"When you start something," the elder Sapp said, "you finish it."
The former Tigers quarterback completed his four-year career. Then, he later kept a promise to his parents, returning to the classroom after a decade absence.
Sapp spoke about his perseverance Tuesday night at the Augusta Clemson Club banquet at Enterprise Mill. He also spoke about getting his degree in psychology while in his 30s.
"It opens doors for you," he said of getting a college diploma. "It puts you in a family of successful people."
The 37-year-old Sapp lived in Atlanta when he returned to college. He wrapped up a four-year NFL career and then worked as a vice president of client development in a sports agency. He needed one more year to finish his degree and headed off to Clemson, not expecting to stay.
Upon completion of his classwork in 2006, Sapp received an offer to work in the school's development office.
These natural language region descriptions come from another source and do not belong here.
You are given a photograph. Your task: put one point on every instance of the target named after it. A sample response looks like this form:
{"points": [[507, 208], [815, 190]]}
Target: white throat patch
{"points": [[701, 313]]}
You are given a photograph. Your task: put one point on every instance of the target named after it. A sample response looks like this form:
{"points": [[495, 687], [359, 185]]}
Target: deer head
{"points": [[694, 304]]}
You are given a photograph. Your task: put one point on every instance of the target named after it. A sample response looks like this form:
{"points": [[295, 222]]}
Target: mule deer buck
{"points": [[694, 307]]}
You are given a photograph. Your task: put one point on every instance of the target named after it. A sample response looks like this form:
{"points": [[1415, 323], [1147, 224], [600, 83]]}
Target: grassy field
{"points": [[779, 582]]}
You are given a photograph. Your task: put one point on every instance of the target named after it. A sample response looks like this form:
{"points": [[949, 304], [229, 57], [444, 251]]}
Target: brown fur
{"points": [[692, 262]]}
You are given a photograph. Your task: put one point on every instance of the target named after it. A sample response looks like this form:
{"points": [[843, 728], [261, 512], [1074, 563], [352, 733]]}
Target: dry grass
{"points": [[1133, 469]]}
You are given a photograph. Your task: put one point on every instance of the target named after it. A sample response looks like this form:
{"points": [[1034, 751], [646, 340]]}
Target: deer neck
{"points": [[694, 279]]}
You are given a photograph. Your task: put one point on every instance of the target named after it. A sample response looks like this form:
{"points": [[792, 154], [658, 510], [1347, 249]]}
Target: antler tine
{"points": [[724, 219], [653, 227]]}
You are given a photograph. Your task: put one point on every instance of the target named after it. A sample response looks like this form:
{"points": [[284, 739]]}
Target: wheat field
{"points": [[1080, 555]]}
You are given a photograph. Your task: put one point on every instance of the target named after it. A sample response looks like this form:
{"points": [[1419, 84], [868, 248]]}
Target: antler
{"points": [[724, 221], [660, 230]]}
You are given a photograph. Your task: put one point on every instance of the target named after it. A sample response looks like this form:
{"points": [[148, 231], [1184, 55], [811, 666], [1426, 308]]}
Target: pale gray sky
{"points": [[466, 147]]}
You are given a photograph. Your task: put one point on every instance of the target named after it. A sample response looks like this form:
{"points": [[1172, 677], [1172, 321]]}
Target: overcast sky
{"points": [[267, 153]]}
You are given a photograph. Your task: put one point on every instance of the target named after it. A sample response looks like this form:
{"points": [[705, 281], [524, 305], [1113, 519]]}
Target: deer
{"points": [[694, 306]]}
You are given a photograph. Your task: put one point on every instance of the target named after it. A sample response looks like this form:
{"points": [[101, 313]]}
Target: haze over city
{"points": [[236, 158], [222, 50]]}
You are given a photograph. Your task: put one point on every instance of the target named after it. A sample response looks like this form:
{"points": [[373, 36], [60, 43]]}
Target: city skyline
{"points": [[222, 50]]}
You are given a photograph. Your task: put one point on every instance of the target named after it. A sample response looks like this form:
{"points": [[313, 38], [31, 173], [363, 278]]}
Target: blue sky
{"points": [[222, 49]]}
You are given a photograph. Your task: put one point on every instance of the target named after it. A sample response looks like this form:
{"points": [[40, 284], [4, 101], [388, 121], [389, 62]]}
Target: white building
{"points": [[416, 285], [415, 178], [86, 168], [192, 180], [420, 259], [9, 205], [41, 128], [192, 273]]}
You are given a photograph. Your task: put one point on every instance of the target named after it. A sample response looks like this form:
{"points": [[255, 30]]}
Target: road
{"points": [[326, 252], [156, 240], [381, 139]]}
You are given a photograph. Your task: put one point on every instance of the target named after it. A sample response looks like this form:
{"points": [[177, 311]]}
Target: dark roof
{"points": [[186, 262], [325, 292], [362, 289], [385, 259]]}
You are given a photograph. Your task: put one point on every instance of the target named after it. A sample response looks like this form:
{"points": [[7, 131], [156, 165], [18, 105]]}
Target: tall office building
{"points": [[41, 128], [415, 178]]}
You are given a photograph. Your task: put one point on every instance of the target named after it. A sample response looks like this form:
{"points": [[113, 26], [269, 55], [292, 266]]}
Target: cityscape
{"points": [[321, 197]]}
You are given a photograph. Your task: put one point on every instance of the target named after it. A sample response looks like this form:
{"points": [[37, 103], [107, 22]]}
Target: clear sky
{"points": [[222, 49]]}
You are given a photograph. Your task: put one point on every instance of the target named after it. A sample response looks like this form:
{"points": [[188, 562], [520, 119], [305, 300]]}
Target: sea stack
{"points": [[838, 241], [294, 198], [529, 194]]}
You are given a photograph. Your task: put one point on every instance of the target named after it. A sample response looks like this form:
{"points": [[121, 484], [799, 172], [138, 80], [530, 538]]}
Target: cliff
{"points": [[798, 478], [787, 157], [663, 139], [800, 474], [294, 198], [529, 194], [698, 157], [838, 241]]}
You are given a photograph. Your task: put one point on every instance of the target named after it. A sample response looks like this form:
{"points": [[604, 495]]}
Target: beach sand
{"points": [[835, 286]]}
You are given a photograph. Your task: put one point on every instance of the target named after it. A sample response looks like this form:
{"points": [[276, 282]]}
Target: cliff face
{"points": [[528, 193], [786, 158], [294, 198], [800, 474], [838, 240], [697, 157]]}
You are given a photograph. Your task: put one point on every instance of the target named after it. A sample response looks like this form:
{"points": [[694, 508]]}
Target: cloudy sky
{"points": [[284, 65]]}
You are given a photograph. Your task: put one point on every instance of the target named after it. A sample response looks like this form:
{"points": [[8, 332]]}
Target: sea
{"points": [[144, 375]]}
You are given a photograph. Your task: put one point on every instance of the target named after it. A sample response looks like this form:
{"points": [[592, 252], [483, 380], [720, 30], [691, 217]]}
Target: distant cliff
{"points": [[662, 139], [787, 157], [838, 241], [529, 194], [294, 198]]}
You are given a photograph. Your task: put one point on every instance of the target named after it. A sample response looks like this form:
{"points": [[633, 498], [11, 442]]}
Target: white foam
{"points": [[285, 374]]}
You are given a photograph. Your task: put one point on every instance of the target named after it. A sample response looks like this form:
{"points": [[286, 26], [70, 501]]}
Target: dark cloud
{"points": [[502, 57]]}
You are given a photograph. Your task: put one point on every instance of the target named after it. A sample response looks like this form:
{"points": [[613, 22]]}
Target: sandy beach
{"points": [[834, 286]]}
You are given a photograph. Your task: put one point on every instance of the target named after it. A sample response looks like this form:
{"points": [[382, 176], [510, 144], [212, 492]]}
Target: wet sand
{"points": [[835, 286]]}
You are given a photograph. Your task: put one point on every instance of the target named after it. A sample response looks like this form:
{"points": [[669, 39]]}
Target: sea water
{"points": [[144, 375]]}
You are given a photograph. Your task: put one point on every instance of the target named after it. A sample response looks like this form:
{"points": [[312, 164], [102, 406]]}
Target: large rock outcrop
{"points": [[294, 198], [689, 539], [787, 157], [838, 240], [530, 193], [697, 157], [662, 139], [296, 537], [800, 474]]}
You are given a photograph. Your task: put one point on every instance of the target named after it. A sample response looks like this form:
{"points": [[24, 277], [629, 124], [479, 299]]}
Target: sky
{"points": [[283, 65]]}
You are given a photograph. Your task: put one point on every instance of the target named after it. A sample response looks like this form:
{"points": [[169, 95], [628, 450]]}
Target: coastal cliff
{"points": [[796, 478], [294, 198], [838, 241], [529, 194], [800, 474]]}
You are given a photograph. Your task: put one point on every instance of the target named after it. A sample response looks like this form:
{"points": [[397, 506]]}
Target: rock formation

He's been there ever since.
"I felt it was kind of a way to give back to Clemson," said Sapp, the school's director of major gifts.
A Jacksonville, Fla., native, Sapp played three seasons for the Tigers at quarterback, starting his freshman season. He then went through the routine of getting benched, starting and getting benched again. During his junior season, he moved to wide receiver just to get on the field.
At quarterback, Sapp recorded one of Clemson's top bowl memories. At the end of his sophomore year, he threw a 21-yard touchdown pass in the final minute to lift Clemson to a 14-13 win over Kentucky in the 1993 Peach Bowl.
That one play wasn't enough to save his starting job. So before his senior season, Sapp switched to defense. As an outside linebacker, he recorded 53 tackles, 11 tackles for loss and a team-leading 5.5 sacks.
In 1996, Sapp was drafted in the second round by San Diego. He played four seasons in the NFL with the Chargers and Arizona Cardinals. The outside linebacker started 15 of 63 games, recording 57 tackles and two sacks.
Sapp eventually returned to his college roots. These days, he's traveling all over the country raising money for Clemson in a bad economy.
And he also keeps a close watch on the football program -- he's a fan of coach Dabo Swinney -- as well as the entire athletic program.
"I'm pleased by Clemson athletics in its current state," Sapp said. "And I'm upbeat about the future."